Type System Proposals
Yan Yan opened a discussion on first-class vector type support for Iceberg. Embeddings are everywhere in AI workloads, and today they live in Iceberg as list, which cannot express the invariant that every value shares one dimension. The proposal prefers a dense numeric vector type with compact schema encoding, something like float[768], with fixed dimension, non-null elements, and nullability controlled at the field level.
Meanwhile the collation support discussion between Andrei Tserakhau, Alexander Löser, and Russell Spitzer dug into a genuinely hard question: how much cross-engine interoperability should the format guarantee for string ordering? Alexander laid out the trap in detail. ICU does not keep orderings stable across versions, so two engines on different ICU versions can sort the same strings differently, return different aggregation results, and filter different rows.
Vortex as a File Format?
Martin Prammer proposed adding Vortex as an Iceberg file format, and smartly split the draft into two parts: what criteria any candidate file format should meet, and how Vortex meets them. That framing turns a single-format request into a durable policy, which is exactly what a spec-driven project needs as more formats knock on the door.
Quality and Correctness
Priyadarshini Mitra proposed a ValidateTableIntegrity action that walks the full metadata graph, verifying every referenced file exists on storage.

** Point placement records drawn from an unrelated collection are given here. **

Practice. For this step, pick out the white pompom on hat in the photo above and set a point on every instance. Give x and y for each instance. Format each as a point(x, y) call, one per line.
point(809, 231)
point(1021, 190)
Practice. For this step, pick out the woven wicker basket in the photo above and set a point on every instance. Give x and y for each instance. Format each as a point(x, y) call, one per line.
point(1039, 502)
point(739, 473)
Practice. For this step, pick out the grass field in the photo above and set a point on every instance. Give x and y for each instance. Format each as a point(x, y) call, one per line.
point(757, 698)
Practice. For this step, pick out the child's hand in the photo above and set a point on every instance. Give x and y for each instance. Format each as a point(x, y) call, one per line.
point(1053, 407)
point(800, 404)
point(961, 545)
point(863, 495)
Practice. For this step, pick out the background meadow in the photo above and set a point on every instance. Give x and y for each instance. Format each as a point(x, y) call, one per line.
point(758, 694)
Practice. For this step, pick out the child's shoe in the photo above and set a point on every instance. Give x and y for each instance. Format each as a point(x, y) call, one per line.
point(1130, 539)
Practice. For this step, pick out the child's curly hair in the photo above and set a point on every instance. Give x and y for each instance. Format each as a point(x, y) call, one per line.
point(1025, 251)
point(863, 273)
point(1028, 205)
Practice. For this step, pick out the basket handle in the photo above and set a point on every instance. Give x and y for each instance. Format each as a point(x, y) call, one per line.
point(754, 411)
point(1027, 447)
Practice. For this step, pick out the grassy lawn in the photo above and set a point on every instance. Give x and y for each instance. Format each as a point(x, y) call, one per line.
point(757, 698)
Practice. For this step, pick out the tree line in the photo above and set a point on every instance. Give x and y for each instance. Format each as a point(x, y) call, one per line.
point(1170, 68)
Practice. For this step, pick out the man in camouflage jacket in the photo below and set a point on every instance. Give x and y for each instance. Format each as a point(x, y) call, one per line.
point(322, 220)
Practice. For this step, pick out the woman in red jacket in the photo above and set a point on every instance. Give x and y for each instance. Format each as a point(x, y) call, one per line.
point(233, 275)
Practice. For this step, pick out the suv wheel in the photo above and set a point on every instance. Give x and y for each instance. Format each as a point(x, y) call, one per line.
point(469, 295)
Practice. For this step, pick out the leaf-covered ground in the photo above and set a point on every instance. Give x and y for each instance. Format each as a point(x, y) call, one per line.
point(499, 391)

Neelesh Salian, Sung Yun, and Andrei Tserakhau merged their earlier threads into one proposal for shared conformance fixtures, a standalone language-neutral repository modeled on parquet-testing, so every Iceberg implementation checks its reading of the spec against a shared answer key.
Operational Fixes
Oleksii Omhovytskyi asked about release timing for the encrypted deletion vector fix. On natively encrypted format-v3 tables, a merge-on-read UPDATE or DELETE wrote a deletion vector Puffin file without key metadata, and the next read failed. The fix is merged with backports staged on the 1.11.x and 1.10.x branches.
Next Steps
If you use Iceberg in production, watch the V4 deprecation vote and start testing the Flink ConvertEqualityDeletes task. For Terraform users, the provider RC is worth a trial. Rust and Python users should verify their builds against 0.10.0 RC4. The collation and vector type discussions are early, but they signal where the format is heading. Engage on the dev lists if you have opinions.